Her life seemed to pass before her, as she delivered a slideshow presentation -- mostly of family photos -- to the jury on Tuesday. It started off with pictures of her as a toddler wearing pigtails and showed several images from holidays and vacations with family members.
She read a prepared statement for nearly 20 minutes, at times crying.
Arias told jurors that she had been a victim of abuse as an adult and as a child. She had claimed she killed Alexander in self-defense after he hurt her, something evidence failed to substantiate.
She called his murder "the worst mistake" she'd ever made, "the worst thing I've ever done." She couldn't have imagined herself capable of such a grisly crime, Arias told the jury.
"But I know that I was," she said. "And for that I'm going to be sorry for the rest of my life -- probably longer."
Arias pledged to make herself useful to other prisoners and humanity by performing acts of charity from behind bars, if spared. She told jurors Tuesday that she could teach people to read in prison and pledged to dedicate her life to good causes.
She noted she could bring "people together in a constructive and positive way" by participating in various programs, including prisoner literacy initiatives; by her "Survivor" T-shirts, which would benefit victims of domestic violence; and by donating her hair, so it could be used to make wigs for sick children. She showed the jurors several pieces of her artwork.
She told them she would suffer for what she did.
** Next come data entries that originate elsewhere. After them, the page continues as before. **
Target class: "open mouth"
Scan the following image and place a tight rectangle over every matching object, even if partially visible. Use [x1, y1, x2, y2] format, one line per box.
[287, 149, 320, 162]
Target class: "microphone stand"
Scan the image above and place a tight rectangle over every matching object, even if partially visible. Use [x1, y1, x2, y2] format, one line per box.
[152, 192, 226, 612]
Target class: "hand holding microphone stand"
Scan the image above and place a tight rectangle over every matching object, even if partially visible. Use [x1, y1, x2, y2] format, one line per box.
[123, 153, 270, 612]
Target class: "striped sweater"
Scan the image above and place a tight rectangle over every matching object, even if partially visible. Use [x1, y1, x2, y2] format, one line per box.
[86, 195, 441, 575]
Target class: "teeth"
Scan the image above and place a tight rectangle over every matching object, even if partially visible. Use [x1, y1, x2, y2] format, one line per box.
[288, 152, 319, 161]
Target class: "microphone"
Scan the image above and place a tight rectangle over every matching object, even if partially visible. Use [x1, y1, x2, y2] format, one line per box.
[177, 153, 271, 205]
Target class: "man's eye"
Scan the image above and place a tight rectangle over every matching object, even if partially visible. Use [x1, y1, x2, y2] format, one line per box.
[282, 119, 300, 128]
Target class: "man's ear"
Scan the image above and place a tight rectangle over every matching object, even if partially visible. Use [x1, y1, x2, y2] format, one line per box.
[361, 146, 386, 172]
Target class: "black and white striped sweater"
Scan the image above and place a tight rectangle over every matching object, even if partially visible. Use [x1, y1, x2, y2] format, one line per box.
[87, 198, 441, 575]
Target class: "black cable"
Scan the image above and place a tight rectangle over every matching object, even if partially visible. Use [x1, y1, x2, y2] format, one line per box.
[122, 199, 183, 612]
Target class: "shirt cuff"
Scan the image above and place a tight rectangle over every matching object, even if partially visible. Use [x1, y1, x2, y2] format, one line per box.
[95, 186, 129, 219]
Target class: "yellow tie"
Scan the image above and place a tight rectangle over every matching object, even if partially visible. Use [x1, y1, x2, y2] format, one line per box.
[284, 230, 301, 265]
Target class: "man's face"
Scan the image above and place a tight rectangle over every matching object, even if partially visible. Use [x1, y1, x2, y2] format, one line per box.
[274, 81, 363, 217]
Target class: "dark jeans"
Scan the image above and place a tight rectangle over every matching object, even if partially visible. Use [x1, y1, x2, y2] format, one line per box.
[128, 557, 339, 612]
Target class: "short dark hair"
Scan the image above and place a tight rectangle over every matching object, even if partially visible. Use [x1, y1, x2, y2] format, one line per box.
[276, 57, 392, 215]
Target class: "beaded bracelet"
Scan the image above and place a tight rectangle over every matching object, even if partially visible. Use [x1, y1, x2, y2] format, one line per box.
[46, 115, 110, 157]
"I'm not going to become a mother because of my own terrible choices," she said. "I won't be at my sister's wedding, when she ties the knot next year."
Attorneys argue life and death
Defense attorney Jennifer Willmott argued Tuesday that Arias' life should be spared.
"We're not talking about whether or not to convict. We're talking about whether or not to kill. And so when we talk about that, it matters that she was 27 years old and she had no criminal history," she said. "It matters that she hadn't done anything wrong in her life before that."
Prosecutor Juan Martinez said pointing to Arias' artwork as evidence that her life should be spared wasn't a valid defense.
"It's an entitlement road that they want you to travel when they talk to you about the fact that she's a good artist," he said. "It doesn't mean anything. All it means is: give her special or preferential treatment."
He argued that jurors should sentence Arias to death.
"You have a duty, and that duty really means that you actually do the honest, right thing, even though it may be difficult," he said.
If Arias is given a sentence of death, she would be the fourth woman on death row in the state of Arizona.
When Alexander died
Arias was living in Yreka, California, when she met Alexander at a business convention in Las Vegas in September 2006. That November, he baptized Arias into the Mormon faith, a ceremony Arias said was followed by anal sex.
Arias became his girlfriend two months later, she testified. They broke up in the summer of 2007, and Alexander began dating other women.